David Howarth (Cambridge) (LD): I should like to return to the subject raised by the hon. Member for Bedford (Patrick Hall). I served on the Joint Committee on the draft Climate Change Bill and also on the Environmental Audit Committee, and I am glad to see a number of my colleague survivors of those Committees here today.

There is no doubt that climate change is the greatest new political issue to have arisen in our lifetime. At their highest, the stakes are the most extraordinary possible—namely, the survival of life on earth. I have no hesitation in welcoming the intentions of the Government in bringing forward the Bill. I should say in passing, however, that they sometimes seem to forget how the commitment to the Bill came about.

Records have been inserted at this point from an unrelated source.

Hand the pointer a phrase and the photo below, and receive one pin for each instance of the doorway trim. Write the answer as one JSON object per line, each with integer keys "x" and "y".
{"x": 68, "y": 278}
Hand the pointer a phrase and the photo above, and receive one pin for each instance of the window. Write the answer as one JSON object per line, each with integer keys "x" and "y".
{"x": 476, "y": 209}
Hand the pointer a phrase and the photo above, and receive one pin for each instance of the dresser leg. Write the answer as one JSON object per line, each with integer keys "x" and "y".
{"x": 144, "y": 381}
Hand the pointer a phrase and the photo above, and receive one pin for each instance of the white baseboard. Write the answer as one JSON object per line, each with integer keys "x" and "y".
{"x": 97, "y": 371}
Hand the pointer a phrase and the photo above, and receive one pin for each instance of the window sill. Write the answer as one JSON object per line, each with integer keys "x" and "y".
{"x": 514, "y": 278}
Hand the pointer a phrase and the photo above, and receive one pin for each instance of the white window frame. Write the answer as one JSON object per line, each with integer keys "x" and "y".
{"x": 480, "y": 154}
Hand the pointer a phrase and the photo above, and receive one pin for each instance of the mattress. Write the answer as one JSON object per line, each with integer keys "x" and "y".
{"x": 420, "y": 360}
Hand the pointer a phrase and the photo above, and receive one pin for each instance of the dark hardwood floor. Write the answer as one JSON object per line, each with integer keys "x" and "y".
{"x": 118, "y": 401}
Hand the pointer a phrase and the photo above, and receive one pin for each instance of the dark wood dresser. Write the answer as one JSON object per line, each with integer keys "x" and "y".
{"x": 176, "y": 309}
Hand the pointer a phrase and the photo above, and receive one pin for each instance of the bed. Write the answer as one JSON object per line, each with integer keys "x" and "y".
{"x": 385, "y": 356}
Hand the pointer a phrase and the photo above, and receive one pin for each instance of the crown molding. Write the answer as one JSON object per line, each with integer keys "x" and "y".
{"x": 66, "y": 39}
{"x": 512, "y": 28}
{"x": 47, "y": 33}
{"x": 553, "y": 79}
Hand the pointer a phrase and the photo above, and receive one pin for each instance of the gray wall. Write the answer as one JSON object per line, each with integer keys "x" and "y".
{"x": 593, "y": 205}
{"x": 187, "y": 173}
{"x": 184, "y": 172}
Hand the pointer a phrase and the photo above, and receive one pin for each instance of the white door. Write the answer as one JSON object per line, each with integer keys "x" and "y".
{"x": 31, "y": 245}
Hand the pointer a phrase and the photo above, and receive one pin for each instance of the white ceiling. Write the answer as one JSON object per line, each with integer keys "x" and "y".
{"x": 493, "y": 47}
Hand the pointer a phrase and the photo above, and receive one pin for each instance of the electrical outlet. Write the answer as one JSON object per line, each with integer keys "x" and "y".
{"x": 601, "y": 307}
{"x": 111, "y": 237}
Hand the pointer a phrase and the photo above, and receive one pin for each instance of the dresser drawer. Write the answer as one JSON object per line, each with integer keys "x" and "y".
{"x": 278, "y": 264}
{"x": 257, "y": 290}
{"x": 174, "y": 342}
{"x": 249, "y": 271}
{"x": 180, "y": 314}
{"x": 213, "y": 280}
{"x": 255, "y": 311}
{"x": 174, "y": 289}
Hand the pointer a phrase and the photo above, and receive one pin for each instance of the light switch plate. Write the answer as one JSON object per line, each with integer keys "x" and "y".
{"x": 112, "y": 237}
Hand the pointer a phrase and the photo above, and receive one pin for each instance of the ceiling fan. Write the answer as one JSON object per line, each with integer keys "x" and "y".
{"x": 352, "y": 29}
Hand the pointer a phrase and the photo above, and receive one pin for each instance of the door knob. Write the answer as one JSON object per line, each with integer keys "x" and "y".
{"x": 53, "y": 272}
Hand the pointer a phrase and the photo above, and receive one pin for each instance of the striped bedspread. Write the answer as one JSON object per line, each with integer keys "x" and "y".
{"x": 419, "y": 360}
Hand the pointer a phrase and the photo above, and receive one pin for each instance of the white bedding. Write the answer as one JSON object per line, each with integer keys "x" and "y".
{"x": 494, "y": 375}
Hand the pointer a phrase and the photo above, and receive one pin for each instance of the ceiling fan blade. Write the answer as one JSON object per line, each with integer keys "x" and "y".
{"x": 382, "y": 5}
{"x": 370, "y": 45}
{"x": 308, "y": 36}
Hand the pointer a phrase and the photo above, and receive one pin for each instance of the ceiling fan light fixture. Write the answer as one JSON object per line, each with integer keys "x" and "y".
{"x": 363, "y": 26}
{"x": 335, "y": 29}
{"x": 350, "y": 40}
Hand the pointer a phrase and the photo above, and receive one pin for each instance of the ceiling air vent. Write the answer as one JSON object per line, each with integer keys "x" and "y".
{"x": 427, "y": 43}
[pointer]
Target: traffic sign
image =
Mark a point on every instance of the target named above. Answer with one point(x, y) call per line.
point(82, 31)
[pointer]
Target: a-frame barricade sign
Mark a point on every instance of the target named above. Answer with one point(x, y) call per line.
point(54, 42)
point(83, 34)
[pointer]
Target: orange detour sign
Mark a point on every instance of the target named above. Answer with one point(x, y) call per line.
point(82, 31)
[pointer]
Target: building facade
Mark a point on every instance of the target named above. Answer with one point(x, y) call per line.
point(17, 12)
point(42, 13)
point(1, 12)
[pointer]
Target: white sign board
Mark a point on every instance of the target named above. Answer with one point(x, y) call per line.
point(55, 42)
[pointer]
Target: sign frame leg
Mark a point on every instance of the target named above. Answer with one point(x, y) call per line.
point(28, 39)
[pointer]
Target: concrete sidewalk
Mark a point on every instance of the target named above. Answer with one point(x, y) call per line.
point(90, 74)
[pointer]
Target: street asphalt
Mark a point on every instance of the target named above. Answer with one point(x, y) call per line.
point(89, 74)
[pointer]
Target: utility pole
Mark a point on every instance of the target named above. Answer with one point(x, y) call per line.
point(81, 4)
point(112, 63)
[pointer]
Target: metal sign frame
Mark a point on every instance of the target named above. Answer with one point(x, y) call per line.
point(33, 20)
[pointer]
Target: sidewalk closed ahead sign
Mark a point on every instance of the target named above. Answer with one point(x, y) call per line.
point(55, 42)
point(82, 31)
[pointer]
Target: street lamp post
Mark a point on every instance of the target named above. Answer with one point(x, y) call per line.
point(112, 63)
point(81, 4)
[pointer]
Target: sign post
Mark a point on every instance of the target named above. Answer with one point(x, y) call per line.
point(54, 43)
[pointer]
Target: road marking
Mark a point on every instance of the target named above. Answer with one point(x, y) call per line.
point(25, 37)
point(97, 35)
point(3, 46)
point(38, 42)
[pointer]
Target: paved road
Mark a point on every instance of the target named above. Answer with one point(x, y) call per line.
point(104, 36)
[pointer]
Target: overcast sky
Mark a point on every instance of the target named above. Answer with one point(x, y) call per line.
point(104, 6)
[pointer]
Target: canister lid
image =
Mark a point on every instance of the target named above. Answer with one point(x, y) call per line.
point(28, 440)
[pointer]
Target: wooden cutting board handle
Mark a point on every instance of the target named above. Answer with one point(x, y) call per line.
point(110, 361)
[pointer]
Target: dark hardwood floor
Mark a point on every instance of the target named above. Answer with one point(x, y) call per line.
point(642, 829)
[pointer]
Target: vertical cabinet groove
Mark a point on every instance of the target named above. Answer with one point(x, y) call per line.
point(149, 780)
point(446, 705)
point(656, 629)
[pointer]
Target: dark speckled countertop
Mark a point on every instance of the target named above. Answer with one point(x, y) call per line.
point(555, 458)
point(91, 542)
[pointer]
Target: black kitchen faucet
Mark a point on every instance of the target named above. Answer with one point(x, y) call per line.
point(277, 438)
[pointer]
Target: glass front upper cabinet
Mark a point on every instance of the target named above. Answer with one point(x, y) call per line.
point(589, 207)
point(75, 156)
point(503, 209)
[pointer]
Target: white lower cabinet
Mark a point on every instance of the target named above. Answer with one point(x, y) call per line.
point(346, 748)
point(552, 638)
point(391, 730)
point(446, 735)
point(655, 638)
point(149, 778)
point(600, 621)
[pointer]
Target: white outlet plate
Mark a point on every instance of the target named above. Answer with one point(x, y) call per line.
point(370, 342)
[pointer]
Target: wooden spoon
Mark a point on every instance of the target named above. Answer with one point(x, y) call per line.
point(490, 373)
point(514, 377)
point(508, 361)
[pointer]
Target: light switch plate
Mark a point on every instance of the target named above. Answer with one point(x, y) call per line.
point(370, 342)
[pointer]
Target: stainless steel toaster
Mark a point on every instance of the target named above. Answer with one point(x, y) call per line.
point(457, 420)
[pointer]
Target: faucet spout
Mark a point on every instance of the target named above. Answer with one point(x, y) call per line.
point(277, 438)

It was in fact campaigned for by Friends of the Earth, and the support of the Liberal Democrats, the nationalists and, eventually, the Conservatives, persuaded the Government to introduce it. None the less, that consensus is worth hanging on to.

It is also worth mentioning, as did the hon. Member for Bedford, how the Bill will work. It will work by increasing the Government’s credibility in climate change policy, because they will be giving away power. By setting up the committee and imposing legal obligations on themselves, they will increase their ability credibly to bargain internationally and credibly to go to industry and the public with measures that will help to deal with the problem. In that regard, however, I still have some concerns about how the Bill will work, because I do not think that the Government are willing, yet, to give up enough power to give themselves enough credibility in the coming decades.

I want to concentrate on two areas, both of which were mentioned by the hon. Member for Bedford: the targets and the carbon budgeting process. On the 2020 and the 2050 targets, it is clear from discussions in all the Committees that have looked at the Bill that the most important factor is that there should be a total emissions target over the entire period. Yes, there should also be an end-point target relating to how great a reduction we make, but what really matters in climate change is the amount of greenhouse gas that has gone into the atmosphere across time. That total volume target is not mentioned in the Bill, but it needs to be in there.

Dr. Alan Whitehead (Southampton, Test) (Lab): Does the hon. Gentleman accept that the mechanism of carbon budgeting will effectively drive down the quantum that is out there, as he puts it, over a period of time, and that it will be a very effective adjunct to targets as we go through the period up to 2020 as those budgets are replaced over a five-year rolling period and that quantum continues to be drawn down?